Que devient Blaise Compaoré le principal accusé dans le procès de l’assassinat de Thomas Sankara ?

Blaise Compaoré lors d'une réunion entre dirigeants africains le 29 janvier 2011. Renversé par des manifestations populaires le 31 octobre 2014 l'ancien président vit en exil en Côte d'Ivoire.

Blaise Compaoré lors d’une réunion entre dirigeants africains le 29 janvier 2011. Renversé par des manifestations populaires le 31 octobre 2014 l’ancien président vit en exil en Côte d’Ivoire. AP/ Archives

L’ex-président burkinabè Blaise Compaoré n’assistera pas au procès de l’assassinat de Thomas Sankara qui s’ouvre lundi à Ouagadougou. Dans ce procès Blaise Compaoré fait figure de principal accusé. L’ancien chef d’État a été chassé du pouvoir en 2014 par une insurrection populaire. Il vit aujourd’hui en exil en Côte d’Ivoire.

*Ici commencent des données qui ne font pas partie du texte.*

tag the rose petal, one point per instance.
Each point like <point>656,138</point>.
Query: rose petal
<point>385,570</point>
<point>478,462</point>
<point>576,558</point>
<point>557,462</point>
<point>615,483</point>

Il est le grand absent du procès de l’assasinat de Thomas Sankara qui s’ouvre ce lundi 11 octobre. Ses avocats dénoncent « un procès politique » devant le tribunal militaire de Ouagadougou, « une juridiction d’exception ».
 

Blaise Compaoré a été porté au pouvoir par le coup d’Etat de 1987 au cours duquel Thomas Sankara, « père de la révolution » burkinabè et icône panafricaine, a été tué.
Il y restera 27 ans avant d’être renversé en 2014 par une insurrection populaire.

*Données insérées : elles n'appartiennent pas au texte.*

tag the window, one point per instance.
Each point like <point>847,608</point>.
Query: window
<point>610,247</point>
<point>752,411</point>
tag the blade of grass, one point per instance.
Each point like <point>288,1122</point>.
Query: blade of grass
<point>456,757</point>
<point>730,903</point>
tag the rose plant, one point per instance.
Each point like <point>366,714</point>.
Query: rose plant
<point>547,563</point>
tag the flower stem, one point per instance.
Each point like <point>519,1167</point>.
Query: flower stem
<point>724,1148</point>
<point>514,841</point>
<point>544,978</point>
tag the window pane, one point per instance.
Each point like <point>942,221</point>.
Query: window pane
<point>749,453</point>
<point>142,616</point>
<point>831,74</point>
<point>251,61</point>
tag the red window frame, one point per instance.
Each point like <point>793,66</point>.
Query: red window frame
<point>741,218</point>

Exilé en Côte d’Ivoire depuis 2014

Agé de 70 ans, il vit depuis à Abidjan en Côte d’Ivoire, pays dont il a obtenu la nationalité et où il entretient de longue date une relation privilégiée avec le président Alassane Ouattara. Cet amitié rend illusoire toute éventuelle extradition après un mandat d’arrêt émis par la justice du Burkina Faso il y a cinq ans.

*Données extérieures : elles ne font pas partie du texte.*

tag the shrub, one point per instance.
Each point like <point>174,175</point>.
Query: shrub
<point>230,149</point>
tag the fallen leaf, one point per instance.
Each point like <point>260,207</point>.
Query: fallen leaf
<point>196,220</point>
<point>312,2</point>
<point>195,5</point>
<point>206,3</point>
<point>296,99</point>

Sa première rencontre en mai dernier à Abidjan depuis 2014 avec un ministre burkinabé – Zéphirin Diabré, chargé de la Réconciliation nationale – avait suscité chez ses partisans, mais aussi parmi les proches des victimes du putsch de 1987, l’espoir qu’il rentre de son plein gré à Ouagadougou.

Son amitié avec Alassane Ouattara rend impossible toute extradition

Au nom de la réconciliation, ce retour avait été évoqué par l’actuel président Roch Marc Christian Kaboré pendant sa campagne électorale de novembre 2020.
Mais après la rencontre d’Abidjan, la presse du Burkina se montrait sceptique sur un tel retour, le procès des assassins présumés de Sankara étant une « épée de Damoclès » pesant sur la tête de Compaoré et nécessitant un minimum de garanties.

Le quotidien en ligne Wakat Sera, écrivait notamment que Blaise Compaoré « sait qu’en revenant, il devra se soumettre à la justice pour les nombreux dossiers dans lesquels il est cité, dont le plus emblématique est celui de l’affaire Thomas Sankara ».

Jugé par contumace

L’ancien président est donc jugé par contumace pour « complicité d’assassinats », « recel de cadavres » et « attentat à la sûreté de l’Etat ». Bras droit de Thomas Sankara, il a toujours nié avoir commandité l’assassinat de son frère d’arme.
 

Mais pendant son règne de 27 ans, la mort de celui qui, par ses actes et déclarations « révolutionnaires », dérangeait nombre de ses voisins d’Afrique de l’Ouest et la France, ancienne puissance coloniale, était un sujet tabou.

Il a fallu attendre le régime de transition de 2015 pour que le dossier de la mort de Sankara resurgisse et qu’un mandat d’arrêt soit émis contre Blaise Compaoré par la justice burkinabé en mars 2016.